Nevinson was the son of a war correspondent and a
suffragette. He trained as an artist the Slade School of Art. At the start of
the war Nevinson joined and ambulance unit where he tended wounded French
soldiers and for a while served as a volunteer ambulance driver. In January 1915
ill health forced his return to Britain
but he was later made an official war artist and returned for a while to the
Western Front.
At first he used a Futurist and Vorticist approach to
produce extremely effective representations of soldiering which did not
romanticize or glorify war but also stopped short of actually showing the
slaughter. Probably the best example of his work at this period was La
Mitrailleuse which his fellow artist, Walter Sickert, called ‘probably the most
authoritative and concentrated utterance on the war in the history of painting’[6].
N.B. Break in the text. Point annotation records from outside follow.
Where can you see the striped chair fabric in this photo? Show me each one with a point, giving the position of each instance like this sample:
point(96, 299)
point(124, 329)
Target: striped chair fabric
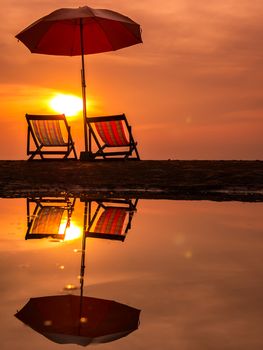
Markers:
point(112, 133)
point(48, 220)
point(111, 221)
point(48, 132)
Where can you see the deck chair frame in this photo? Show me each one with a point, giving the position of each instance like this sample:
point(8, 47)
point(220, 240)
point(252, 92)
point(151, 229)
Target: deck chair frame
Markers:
point(40, 202)
point(127, 204)
point(40, 149)
point(129, 151)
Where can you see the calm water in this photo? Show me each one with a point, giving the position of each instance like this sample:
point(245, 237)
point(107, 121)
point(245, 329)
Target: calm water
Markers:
point(194, 269)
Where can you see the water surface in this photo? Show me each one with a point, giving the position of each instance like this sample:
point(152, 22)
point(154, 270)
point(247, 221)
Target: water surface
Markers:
point(194, 269)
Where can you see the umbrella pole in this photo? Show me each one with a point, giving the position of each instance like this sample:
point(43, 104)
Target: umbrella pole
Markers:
point(83, 83)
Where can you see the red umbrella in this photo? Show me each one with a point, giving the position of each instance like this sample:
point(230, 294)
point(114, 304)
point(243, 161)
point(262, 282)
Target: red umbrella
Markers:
point(71, 319)
point(80, 31)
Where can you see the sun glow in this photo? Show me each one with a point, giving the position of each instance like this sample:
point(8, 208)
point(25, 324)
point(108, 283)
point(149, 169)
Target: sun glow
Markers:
point(73, 232)
point(69, 105)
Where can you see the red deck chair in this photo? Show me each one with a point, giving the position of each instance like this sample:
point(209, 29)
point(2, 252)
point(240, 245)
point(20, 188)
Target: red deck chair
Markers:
point(111, 220)
point(113, 138)
point(46, 132)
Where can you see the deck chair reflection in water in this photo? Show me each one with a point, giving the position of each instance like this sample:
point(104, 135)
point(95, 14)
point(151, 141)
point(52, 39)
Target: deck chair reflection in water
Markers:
point(50, 217)
point(113, 138)
point(111, 219)
point(50, 135)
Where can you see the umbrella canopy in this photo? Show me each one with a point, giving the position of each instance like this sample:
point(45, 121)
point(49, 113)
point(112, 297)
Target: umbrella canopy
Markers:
point(80, 31)
point(71, 319)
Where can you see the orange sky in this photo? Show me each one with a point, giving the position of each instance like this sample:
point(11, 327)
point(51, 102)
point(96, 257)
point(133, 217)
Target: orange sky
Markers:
point(192, 90)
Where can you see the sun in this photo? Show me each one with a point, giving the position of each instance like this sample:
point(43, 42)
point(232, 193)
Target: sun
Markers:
point(69, 105)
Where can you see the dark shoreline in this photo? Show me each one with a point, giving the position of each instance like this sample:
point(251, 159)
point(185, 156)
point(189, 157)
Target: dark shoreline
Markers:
point(152, 179)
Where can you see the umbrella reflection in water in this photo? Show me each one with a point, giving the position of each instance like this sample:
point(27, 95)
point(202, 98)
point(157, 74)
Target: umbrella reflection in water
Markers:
point(78, 319)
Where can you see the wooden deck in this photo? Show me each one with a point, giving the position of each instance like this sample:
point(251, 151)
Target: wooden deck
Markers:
point(187, 180)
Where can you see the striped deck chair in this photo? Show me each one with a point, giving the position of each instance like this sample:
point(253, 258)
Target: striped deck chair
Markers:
point(112, 136)
point(46, 132)
point(50, 218)
point(111, 220)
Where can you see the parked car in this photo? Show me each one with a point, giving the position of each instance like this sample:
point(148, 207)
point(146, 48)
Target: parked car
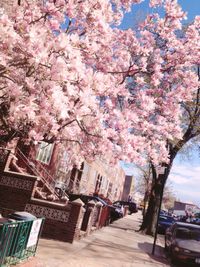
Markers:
point(182, 242)
point(132, 205)
point(164, 222)
point(114, 213)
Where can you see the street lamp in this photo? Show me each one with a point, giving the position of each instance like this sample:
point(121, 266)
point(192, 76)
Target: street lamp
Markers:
point(160, 174)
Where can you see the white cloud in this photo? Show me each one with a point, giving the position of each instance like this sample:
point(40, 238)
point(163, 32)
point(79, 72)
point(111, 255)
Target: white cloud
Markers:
point(181, 174)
C W R Nevinson French Soldiers Resting C W R Nevinson La Mitrailleuse
But Nevinson was deeply affected by his work with the wounded,
especially a group he found more or less dumped and left to die in a shed
outside Dunkirk. The memory of this
haunted him and it was some time before he found the strength to depict it. The
result when he did was a dark brooding and compassionate painting ironically
entitled La Patrie in which no trace
of Futurist enthusiasm remains.
C.W.R. Nevinson La Patrie, 1916
At first when he
became an official war artist Nevinson seemed to lose his critical edge, and
focused on relatively sanitized images of aerial combat, but when, after a
while, he produced tougher images he immediately fell foul of army censorship.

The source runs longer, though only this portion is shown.